Alumni Spotlight Series: Katherine Zimmerman YC ‘09
The following interview is part of the Council on Middle East Studies’ Alumni Spotlight series featuring graduates from the Bachelor’s Degree in Modern Middle East Studies. Katherine Zimmerman graduated from Yale in 2009 as part of the first class of the Modern Middle East Studies B.A. program. Beyond Yale, Zimmerman has continued her academic career with the American Enterprise Institute as a foreign policy thinker. She has testified before Congress, advises policymakers and decisionmakers on issues related to Yemen and terrorism threats, and continues to examine US national security interests in the Middle Eastern region.
Could you talk about your life after Yale, and how you got your start?

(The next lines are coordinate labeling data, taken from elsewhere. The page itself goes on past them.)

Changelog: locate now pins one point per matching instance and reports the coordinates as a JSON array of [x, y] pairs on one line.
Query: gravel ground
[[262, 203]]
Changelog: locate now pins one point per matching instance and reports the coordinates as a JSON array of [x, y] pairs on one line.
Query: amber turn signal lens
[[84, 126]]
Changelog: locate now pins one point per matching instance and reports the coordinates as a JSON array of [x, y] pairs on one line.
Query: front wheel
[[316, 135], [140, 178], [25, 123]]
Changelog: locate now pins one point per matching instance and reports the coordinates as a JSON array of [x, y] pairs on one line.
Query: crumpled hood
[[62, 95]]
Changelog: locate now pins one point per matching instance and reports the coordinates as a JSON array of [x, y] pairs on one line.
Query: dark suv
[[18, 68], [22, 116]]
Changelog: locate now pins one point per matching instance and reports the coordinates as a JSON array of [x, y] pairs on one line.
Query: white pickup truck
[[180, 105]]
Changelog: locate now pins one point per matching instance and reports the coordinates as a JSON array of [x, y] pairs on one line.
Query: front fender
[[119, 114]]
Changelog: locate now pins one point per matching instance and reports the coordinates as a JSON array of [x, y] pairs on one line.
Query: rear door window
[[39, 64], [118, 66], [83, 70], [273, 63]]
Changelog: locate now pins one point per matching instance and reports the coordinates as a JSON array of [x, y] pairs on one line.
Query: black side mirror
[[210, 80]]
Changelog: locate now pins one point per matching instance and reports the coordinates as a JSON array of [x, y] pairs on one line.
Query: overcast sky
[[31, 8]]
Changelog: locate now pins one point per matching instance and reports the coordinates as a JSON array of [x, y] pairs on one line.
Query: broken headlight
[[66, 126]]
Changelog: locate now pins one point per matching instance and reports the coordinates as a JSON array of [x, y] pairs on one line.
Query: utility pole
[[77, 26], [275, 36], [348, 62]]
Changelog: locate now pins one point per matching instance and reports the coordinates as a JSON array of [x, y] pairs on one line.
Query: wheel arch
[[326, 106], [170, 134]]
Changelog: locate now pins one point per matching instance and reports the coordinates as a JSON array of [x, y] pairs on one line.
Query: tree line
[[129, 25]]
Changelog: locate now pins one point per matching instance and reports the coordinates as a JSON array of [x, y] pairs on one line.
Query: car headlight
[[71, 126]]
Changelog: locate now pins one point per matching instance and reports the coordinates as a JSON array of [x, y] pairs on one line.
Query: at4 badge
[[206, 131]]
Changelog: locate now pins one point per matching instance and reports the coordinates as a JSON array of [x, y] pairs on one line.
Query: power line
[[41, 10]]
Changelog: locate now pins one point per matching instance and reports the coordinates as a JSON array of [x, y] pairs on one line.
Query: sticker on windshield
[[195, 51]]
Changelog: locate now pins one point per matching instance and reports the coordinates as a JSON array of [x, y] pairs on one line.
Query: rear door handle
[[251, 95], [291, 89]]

I think despite all of the uncertainty with working in the think tank world and cutting an unconventional career path for myself, I’m much happier here than I would have been in government.
Through some cold emails, I got in touch with some people down here in DC. Those emails were probably the most depressing ones that I’ve sent back and forth, added to the job market following the 2008 market crash. Eventually, a fellow think tank scholar sat down with me and told me to do an internship in DC, since my other internships had been in Cairo, Egypt. So I did “a spray and pray” for internship applications. I accepted two internships, one at AEI. As my internship ended, I sat down with Fred Kagan, and he encouraged me to apply to an open position at AEI.
I tell this to students looking today: don’t turn down opportunities just because they aren’t what you were looking for. I took the internship at AEI not because I was interested in working on security issues in the Middle East but to get my foot in the door. I was on a new project called the Critical Threats Project here at AI. At the time, I was really looking to work in the comparative politics space, but I really fell in love with the actual work that I was doing here at AEI—putting together the puzzle pieces doing analysis in the open source.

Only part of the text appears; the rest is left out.